Case Study: PiggyVest Support Triage Agent
Documenting my process of building a firstline support triage agent for PiggyVest that is AI-powered. I am a fullstack developer who has been building software products for over 9 years now. My main focus has been server and UI (mobile and web) development mostly using Typescript (Node.js, React, React Native). I have a goal to learn about AI product development, that is what drives me to work on this case study. Also I see this as the next frontier in software development and I want to be a part of it.
Background
PiggyVest is a Nigerian fintech company that provides a platform for users to save and invest their money.
Problem
I will be using real, messy data instead of a synthetic dataset: manually screenshotted PiggyVest Twitter replies, OCR'd with Gemini.
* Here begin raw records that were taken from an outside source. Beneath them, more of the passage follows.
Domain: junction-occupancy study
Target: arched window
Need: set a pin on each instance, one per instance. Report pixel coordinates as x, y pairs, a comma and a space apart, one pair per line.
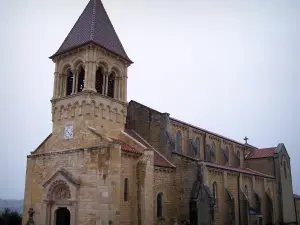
227, 153
213, 152
159, 200
99, 81
80, 81
246, 191
126, 189
197, 150
69, 83
238, 154
215, 195
178, 142
284, 167
111, 85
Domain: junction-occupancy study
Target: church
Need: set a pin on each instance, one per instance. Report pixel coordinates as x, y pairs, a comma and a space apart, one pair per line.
108, 161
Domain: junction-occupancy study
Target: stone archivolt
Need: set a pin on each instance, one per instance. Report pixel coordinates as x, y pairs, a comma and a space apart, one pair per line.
59, 190
93, 107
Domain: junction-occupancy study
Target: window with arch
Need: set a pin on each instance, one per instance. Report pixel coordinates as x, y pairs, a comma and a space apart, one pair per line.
246, 191
178, 144
213, 152
126, 189
238, 154
197, 150
159, 201
99, 82
69, 83
111, 85
285, 170
80, 80
214, 190
227, 152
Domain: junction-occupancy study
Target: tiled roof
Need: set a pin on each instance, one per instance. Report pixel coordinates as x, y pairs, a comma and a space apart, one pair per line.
126, 147
261, 153
238, 170
296, 196
93, 26
159, 160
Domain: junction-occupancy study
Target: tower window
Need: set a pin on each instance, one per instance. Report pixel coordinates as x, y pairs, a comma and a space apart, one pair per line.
178, 142
246, 190
99, 81
197, 146
80, 84
111, 85
69, 83
213, 152
214, 187
126, 190
159, 205
284, 167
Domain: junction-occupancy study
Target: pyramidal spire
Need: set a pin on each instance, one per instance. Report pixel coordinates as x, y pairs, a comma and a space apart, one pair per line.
93, 26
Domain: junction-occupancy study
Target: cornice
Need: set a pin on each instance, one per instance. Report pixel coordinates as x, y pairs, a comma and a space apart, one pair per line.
67, 151
199, 132
164, 169
87, 93
178, 125
213, 137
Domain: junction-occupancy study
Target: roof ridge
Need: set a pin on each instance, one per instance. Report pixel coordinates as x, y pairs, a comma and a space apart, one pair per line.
258, 172
93, 20
154, 149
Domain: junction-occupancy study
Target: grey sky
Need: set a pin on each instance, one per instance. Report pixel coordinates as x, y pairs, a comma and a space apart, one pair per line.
231, 67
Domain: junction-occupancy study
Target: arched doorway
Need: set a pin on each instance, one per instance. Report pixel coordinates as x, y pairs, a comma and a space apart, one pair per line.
62, 216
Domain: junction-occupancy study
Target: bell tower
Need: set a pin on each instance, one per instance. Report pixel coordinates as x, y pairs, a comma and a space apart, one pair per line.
90, 78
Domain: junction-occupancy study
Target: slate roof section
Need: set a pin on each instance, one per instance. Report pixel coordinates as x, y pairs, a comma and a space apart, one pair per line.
93, 26
159, 160
296, 196
125, 147
261, 153
238, 170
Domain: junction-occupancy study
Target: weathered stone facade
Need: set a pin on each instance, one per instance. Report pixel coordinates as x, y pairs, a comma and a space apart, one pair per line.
108, 161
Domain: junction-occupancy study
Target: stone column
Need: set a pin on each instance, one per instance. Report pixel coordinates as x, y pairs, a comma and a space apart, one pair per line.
75, 80
103, 83
106, 83
59, 85
116, 87
93, 76
63, 85
125, 86
145, 172
55, 88
120, 89
86, 76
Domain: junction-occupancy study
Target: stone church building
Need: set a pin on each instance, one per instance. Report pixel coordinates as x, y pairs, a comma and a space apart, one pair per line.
109, 161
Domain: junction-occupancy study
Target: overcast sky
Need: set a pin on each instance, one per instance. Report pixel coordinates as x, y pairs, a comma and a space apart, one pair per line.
228, 66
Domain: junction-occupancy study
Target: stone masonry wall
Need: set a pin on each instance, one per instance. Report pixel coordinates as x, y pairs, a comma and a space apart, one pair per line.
99, 191
128, 208
164, 183
255, 164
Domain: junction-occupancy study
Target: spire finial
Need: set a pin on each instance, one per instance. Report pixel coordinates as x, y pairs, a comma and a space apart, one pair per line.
246, 139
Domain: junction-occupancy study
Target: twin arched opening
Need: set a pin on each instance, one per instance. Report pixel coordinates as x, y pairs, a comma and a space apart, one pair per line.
73, 81
105, 83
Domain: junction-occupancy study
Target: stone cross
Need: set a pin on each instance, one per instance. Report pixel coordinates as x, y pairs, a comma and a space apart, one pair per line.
246, 139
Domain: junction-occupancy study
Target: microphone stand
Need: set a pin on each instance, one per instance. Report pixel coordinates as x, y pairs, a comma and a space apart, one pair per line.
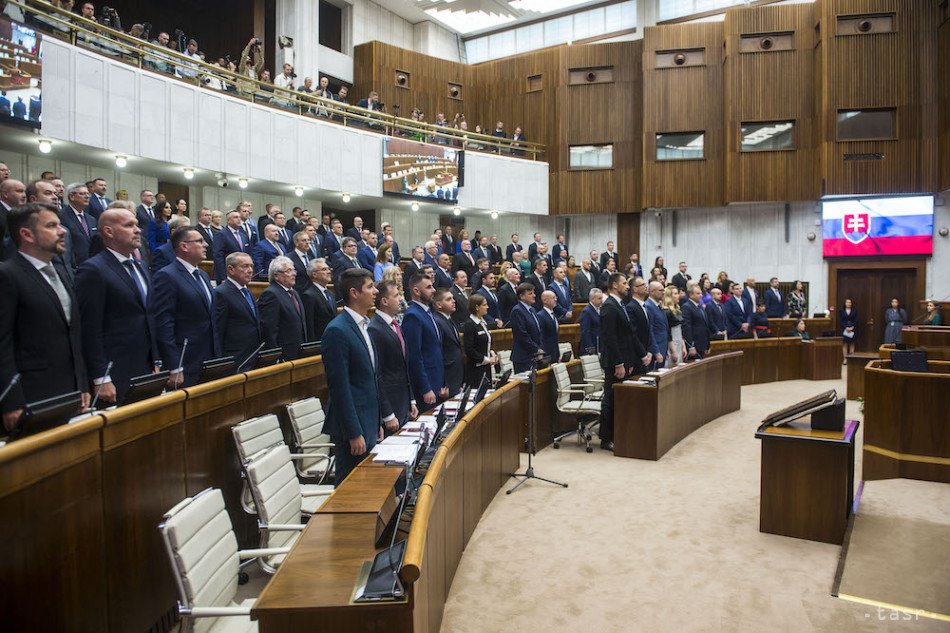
532, 446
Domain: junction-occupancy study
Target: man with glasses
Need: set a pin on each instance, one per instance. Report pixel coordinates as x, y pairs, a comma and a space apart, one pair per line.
281, 310
182, 306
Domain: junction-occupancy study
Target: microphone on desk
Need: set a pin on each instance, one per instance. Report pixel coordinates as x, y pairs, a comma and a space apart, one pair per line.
95, 398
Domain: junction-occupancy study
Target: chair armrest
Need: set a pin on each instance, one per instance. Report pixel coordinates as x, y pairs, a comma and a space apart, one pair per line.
263, 551
214, 612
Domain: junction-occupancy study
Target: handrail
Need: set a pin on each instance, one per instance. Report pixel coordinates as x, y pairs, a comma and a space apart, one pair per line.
151, 57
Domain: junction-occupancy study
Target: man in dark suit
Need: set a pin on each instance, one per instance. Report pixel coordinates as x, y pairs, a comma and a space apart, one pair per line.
354, 408
395, 391
113, 290
265, 251
464, 261
590, 323
715, 316
40, 323
97, 198
232, 239
423, 345
460, 314
548, 325
235, 315
80, 224
182, 305
319, 304
513, 247
695, 328
487, 290
525, 330
610, 253
774, 301
280, 310
735, 312
344, 259
679, 279
508, 294
620, 352
443, 275
452, 359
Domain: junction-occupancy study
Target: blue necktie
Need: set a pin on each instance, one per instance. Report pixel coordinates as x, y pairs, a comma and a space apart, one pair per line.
130, 265
249, 299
We will also be using publicly available FAQs, blogs and other relevant information to provide context for the AI agent.
This is purely for educational purposes (I hope this is not a violation of their terms of service but this is for personal use and not for commercial use).
Why this project?
This project is a good and common use case for AI agents. A support triage agent has a clear success metric (accuracy against human-labeled ground truth), real user issues and a clear learning progression (gathering data -> cleaning data -> calling an LLM -> structured output -> evaluation -> improvement).
What's ahead
- Building the support triage agent platform
- Backend built with Node.js and PostgreSQL
- Frontend built with React (Vite)
- Dockerized
- Binary check evaluation
- LLM-as-judge evaluation
- RAG (Retrieval-Augmented Generation)
- Tool calling
- Function calling
- Agent response generation/auto escalation
Final Goal
The aim of this project is personal development and learning. I want to know what it takes to build a full functional AI agent.
And of course see how my skills in software development can translate into AI product development.